How to Clean Excel Data Before Running SQL Queries
Raw spreadsheet data is messy. Before you can use it in a database query, you need to clean it. Here's how to handle the common problems.
Problem 1: Duplicates
Your list has the same ID multiple times:
| SKU ID |
|---|
| SKU-001 |
| SKU-002 |
| SKU-001 |
| SKU-003 |
| SKU-002 |
Running this in an IN clause wastes processing time. Enable "Remove Duplicates" to get:
| SKU ID |
|---|
| SKU-001 |
| SKU-002 |
| SKU-003 |
Problem 2: Whitespace
Copy-paste from spreadsheets often adds hidden spaces:
| ID (with spaces) |
|---|
| 12345 |
| 67890 |
| 11223 |
These won't match your database records. "Trim Whitespace" fixes it:
| ID (trimmed) |
|---|
| 12345 |
| 67890 |
| 11223 |
Problem 3: Leading Zeros
Part numbers and ZIP codes often have leading zeros:
| Part Number |
|---|
| 00123 |
| 00456 |
| 00789 |
Excel sometimes drops them, or your database expects them.
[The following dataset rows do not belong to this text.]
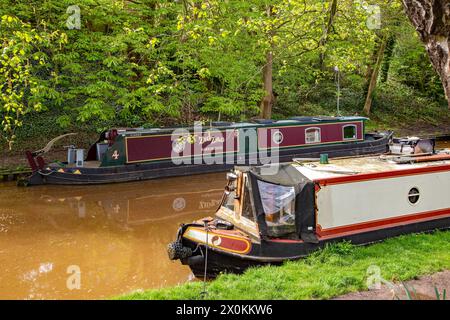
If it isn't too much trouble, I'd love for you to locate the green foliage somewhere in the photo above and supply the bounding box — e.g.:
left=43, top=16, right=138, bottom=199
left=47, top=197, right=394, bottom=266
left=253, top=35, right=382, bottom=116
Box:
left=120, top=232, right=450, bottom=300
left=0, top=15, right=65, bottom=149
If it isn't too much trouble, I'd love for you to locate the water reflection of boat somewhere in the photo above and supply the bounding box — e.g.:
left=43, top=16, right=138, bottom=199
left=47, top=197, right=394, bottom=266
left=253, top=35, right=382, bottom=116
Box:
left=36, top=182, right=222, bottom=227
left=1, top=175, right=222, bottom=230
left=168, top=152, right=450, bottom=276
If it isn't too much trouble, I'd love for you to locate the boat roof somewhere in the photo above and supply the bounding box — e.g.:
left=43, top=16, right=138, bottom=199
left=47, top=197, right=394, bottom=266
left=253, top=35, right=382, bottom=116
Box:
left=117, top=116, right=368, bottom=135
left=292, top=154, right=450, bottom=180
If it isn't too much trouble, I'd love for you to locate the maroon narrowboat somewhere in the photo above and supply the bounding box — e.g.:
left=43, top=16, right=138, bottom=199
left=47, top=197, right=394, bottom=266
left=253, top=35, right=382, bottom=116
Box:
left=26, top=117, right=392, bottom=185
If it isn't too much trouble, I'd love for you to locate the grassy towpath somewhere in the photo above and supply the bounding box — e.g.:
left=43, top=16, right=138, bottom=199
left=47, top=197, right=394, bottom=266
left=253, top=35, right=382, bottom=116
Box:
left=118, top=231, right=450, bottom=299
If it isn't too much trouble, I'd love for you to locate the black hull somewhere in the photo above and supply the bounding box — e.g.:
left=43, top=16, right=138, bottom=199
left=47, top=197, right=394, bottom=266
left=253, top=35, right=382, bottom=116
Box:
left=27, top=133, right=392, bottom=186
left=181, top=218, right=450, bottom=279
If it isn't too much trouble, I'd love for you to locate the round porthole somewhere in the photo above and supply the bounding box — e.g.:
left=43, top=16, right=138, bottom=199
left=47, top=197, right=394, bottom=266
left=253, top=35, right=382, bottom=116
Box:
left=272, top=131, right=284, bottom=144
left=408, top=188, right=420, bottom=204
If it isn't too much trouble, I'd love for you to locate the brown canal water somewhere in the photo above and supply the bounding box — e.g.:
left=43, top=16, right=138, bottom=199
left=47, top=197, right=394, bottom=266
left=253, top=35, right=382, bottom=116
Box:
left=0, top=173, right=225, bottom=299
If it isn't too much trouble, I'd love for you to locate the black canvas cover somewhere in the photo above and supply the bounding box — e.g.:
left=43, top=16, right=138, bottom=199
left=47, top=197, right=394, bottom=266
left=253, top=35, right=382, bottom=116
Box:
left=248, top=164, right=317, bottom=242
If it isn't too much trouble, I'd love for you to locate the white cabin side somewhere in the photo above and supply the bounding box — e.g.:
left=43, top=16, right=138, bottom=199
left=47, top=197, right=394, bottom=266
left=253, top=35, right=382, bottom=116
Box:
left=316, top=171, right=450, bottom=231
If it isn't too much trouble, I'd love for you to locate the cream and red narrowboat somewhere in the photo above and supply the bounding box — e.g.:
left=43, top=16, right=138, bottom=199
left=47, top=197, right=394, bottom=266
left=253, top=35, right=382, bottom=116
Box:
left=168, top=152, right=450, bottom=277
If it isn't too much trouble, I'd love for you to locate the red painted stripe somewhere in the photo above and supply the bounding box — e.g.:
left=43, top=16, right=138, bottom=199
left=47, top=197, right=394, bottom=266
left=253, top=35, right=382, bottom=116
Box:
left=316, top=208, right=450, bottom=237
left=314, top=164, right=450, bottom=186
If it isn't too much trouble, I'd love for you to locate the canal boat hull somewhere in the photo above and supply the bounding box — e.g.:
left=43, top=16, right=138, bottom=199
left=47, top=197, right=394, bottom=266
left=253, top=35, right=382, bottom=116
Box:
left=26, top=132, right=392, bottom=186
left=168, top=153, right=450, bottom=277
left=181, top=215, right=450, bottom=279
Two options:
Trim Leading Zeros: Removes them for integer comparison
| ID (trimmed) |
|---|
| 123 |
| 456 |
| 789 |
Fill Leading Zeros: Pads to a consistent length (e.g., 5 digits)
| ID (padded) |
|---|
| 00123 |
| 00456 |
| 00789 |
Problem 4: Trailing Punctuation
Exports sometimes include stray punctuation:
| ID (with punctuation) |
|---|
| 12345, |
| 67890. |
| 11223; |
Enable "Trim Punctuation" to clean it up:
| ID (cleaned) |
|---|
| 12345 |
| 67890 |
| 11223 |
Putting It Together
Before:
| SKU (dirty) |
|---|
| SKU-001, |
| SKU-002 |
| SKU-001. |
| SKU-003 |
After (with all cleaning enabled):
IN ('SKU-001', 'SKU-002', 'SKU-003')Three duplicates removed, whitespace trimmed, punctuation stripped, proper SQL formatting applied.
When to Keep Duplicates
Sometimes duplicates matter:
- Counting occurrences in test data
- Verifying data integrity
- Reproducing specific scenarios
Toggle off "Remove Duplicates" when you need the original count.